Gliding center in Iceland

Sandskeið (/is/; ) is the main gliding center in Iceland and home of the Icelandic gliding club (Svifflugfélag Íslands) since 1936. It is situated 20 km to the east of Reykjavík, the Icelandic capital, by Route 1. It is a big grass airfield, the main runway is running 150/330 and is 200 x 1.300 meters with the new extension to the east which is 50 x 300 m to allow for greater height when winch launching. There is also a north/south runway 60 x 800 m. On the north side there is an 18 x 800 m paved runway running 150/330. Height above sea level is 180 m (600 ft). The radio frequency used is 119,90 MHz and there is an ATZ open when gliding activity is present which goes from gnd to 3000 ft msl and covers the airfield and a 12 km to the south, and 5 km to the east.

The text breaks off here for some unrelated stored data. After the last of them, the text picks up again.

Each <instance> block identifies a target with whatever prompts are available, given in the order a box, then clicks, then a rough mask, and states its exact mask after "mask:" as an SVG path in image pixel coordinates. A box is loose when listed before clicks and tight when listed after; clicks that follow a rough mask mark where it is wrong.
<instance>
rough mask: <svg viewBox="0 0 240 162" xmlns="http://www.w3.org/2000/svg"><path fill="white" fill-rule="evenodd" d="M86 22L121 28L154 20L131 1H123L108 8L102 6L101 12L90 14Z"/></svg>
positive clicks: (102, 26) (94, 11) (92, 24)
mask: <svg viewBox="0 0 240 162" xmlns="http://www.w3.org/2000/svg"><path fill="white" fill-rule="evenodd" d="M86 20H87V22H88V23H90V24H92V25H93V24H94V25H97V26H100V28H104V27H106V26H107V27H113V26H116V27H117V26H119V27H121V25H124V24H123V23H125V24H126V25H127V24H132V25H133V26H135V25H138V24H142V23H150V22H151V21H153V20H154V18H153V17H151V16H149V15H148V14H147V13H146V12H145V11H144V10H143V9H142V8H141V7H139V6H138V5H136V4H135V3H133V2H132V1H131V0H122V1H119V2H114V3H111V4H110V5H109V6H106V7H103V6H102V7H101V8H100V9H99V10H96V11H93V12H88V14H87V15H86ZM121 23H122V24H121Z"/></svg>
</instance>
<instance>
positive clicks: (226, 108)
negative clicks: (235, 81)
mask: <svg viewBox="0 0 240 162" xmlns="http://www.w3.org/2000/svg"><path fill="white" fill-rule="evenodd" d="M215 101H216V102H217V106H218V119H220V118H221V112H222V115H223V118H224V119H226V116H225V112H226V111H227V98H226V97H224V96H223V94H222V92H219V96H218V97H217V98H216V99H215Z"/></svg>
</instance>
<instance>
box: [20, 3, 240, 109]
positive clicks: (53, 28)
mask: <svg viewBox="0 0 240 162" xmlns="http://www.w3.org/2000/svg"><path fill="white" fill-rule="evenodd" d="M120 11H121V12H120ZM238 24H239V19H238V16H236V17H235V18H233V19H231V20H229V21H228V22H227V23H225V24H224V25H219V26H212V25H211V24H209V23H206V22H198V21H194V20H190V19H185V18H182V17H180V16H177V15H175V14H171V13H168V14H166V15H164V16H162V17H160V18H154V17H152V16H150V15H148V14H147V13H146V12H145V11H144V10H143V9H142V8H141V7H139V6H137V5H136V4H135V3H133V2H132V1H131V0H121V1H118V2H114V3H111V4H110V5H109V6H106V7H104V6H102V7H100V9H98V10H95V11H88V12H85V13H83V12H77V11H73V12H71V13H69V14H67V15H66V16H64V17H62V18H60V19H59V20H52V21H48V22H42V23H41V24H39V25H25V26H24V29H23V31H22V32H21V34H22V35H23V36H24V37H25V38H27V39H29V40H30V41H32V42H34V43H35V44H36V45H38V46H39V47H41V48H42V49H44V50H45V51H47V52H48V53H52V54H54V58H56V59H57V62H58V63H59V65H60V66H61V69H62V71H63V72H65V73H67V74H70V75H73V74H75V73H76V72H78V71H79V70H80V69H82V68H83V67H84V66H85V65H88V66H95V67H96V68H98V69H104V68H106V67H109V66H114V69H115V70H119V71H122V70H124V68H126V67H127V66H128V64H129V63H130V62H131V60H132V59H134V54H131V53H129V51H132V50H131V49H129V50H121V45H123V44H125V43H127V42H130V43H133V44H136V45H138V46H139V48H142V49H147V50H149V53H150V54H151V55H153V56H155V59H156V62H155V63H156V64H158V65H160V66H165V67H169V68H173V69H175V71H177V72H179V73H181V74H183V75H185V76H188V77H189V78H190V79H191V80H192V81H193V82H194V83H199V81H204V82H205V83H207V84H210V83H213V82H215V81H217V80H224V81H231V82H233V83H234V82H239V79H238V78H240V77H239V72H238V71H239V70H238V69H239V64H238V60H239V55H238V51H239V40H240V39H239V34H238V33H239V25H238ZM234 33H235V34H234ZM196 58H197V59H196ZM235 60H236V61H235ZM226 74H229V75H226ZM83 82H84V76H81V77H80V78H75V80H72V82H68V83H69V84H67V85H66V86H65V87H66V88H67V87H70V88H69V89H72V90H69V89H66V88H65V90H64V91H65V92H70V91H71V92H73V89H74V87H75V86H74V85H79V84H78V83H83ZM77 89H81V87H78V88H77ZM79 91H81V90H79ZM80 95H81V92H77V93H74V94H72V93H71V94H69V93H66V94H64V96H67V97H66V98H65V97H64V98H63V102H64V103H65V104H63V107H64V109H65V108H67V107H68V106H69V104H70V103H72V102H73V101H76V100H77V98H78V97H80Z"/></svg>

There is a 10 km long mountain ridge only a few hundred meters from the airfield rising 400 – 550 meters above the landscape, that makes ridge soaring possible in winds between east and through north to westerly winds. Mountains and glaciers to the north and east give rise to lee waves, and sea breeze often comes in from the west coast, rarely from the south coast. Thermals
are present from April until the end of August. Daily gliding activity from 1 June until 1 September. Weekends in May and September.

The club's fleet consists of the following: ASK 21, LS 4, Duo Discus Turbo, Super Dimona 115 Hp turbo and an LS 8 18m. Privately owned gliders are 3 Lak 12's, 1 Club Astir, 1 ASH 25 and 1 LS 4b.